Coffee, soft drinks and water helped mollify passengers aboard an Alaska Airlines flight from La Paz, Mexico.

"People are pretty positive about it-- they realize these things happen," said Kelly Henderson, a high school math teacher from Lawndale who had been stuck on the tarmac for several hours. "Everyone's been behaving well."

But in the inspection area inside the Bradley terminal, an estimated 1,000 passengers quickly emptied the vending machines and no water was available for at least four hours, an airport employee said. By the time water arrived, children and elderly passengers were lying on the floor showing signs of dehydration. Water fountains were not accessible due to renovations in the terminal, and the only air conditioning was provided by three industrial fans with limited range, he said.

Three people were transported to local hospitals after they fell ill from waiting so long in the terminals, the Los Angeles City Fire Department said.

The system serves five airport terminals that handle incoming international flights, said Nancy Castles, a spokeswoman for Los Angeles World Airports. Airport and customs officials offered conflicting numbers of how many people were affected by the computer malfunction. Winfrey, of the airport, said about 11,000 people were directly affected; customs officials put that number at 20,000.

By 10 p.m., customs officials estimated that 8,100 people were waiting on planes.
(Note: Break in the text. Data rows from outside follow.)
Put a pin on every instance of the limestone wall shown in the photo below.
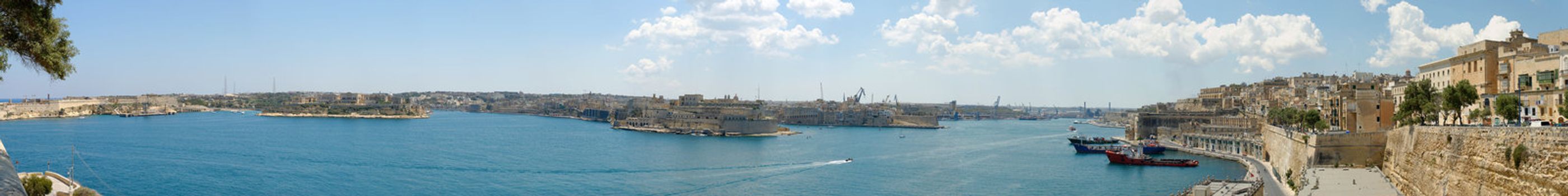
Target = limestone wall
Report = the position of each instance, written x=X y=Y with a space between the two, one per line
x=1474 y=161
x=1352 y=150
x=1286 y=151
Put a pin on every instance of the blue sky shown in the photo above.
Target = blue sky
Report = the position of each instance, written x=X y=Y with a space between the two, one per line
x=1128 y=52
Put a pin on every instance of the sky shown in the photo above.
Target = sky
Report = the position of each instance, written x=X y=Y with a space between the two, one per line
x=1026 y=52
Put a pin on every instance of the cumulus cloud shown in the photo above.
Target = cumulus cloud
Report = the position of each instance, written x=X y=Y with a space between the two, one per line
x=949 y=8
x=822 y=8
x=648 y=73
x=1159 y=29
x=710 y=24
x=667 y=10
x=1412 y=38
x=1373 y=5
x=648 y=66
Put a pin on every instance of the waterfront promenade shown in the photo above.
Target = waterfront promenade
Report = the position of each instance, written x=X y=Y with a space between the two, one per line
x=1255 y=169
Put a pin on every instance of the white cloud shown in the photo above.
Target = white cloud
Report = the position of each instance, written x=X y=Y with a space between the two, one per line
x=648 y=66
x=1496 y=29
x=1159 y=29
x=667 y=10
x=711 y=24
x=822 y=8
x=949 y=8
x=1412 y=38
x=650 y=74
x=1373 y=5
x=924 y=29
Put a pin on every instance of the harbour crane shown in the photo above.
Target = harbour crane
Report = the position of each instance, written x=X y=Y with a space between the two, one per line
x=996 y=107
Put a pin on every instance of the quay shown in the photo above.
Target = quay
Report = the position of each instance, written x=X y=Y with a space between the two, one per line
x=1255 y=169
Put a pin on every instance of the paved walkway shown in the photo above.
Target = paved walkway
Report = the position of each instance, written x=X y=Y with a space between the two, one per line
x=1257 y=169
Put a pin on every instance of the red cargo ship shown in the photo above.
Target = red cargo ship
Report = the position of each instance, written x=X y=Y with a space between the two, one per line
x=1142 y=159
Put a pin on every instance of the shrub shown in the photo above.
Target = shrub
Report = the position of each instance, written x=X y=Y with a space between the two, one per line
x=1518 y=156
x=83 y=192
x=36 y=185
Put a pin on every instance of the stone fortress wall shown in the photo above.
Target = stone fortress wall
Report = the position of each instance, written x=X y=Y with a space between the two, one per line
x=1478 y=161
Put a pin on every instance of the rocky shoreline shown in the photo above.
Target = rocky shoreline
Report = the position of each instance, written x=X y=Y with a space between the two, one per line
x=355 y=116
x=679 y=132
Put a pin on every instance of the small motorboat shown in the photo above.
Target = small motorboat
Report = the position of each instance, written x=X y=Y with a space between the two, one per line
x=1132 y=157
x=1085 y=140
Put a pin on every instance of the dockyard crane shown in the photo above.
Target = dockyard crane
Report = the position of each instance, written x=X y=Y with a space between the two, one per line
x=996 y=107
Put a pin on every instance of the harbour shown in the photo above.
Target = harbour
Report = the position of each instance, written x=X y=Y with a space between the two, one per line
x=968 y=157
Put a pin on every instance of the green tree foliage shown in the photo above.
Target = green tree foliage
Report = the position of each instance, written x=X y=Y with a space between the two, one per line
x=1509 y=107
x=1298 y=118
x=1459 y=96
x=1420 y=106
x=1562 y=104
x=1479 y=114
x=36 y=185
x=1518 y=154
x=30 y=30
x=83 y=192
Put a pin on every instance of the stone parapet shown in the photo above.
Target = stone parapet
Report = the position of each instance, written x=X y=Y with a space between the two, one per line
x=1478 y=161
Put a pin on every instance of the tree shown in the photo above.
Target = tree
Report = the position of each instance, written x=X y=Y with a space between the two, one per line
x=30 y=30
x=1562 y=104
x=1459 y=96
x=83 y=192
x=1509 y=107
x=1420 y=104
x=1313 y=120
x=1479 y=115
x=36 y=185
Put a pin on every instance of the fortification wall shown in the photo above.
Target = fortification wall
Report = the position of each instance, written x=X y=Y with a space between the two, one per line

Computers were functioning normally at three smaller terminals, but at Bradley, a backup system was running well below normal capacity.

Customs officials were processing about 1,500 incoming passengers an hour; normally they process 2,800.

By late evening, officials moved some passengers to domestic terminals while they waited to be processed through customs.

Airlines send customs a list of all the passengers bound for the United States on international flights, and the federal agency combs through those lists to see whether any travelers have been flagged by the Department of Homeland Security for special screening. With the computers down, customs cannot access that list, Fleming said.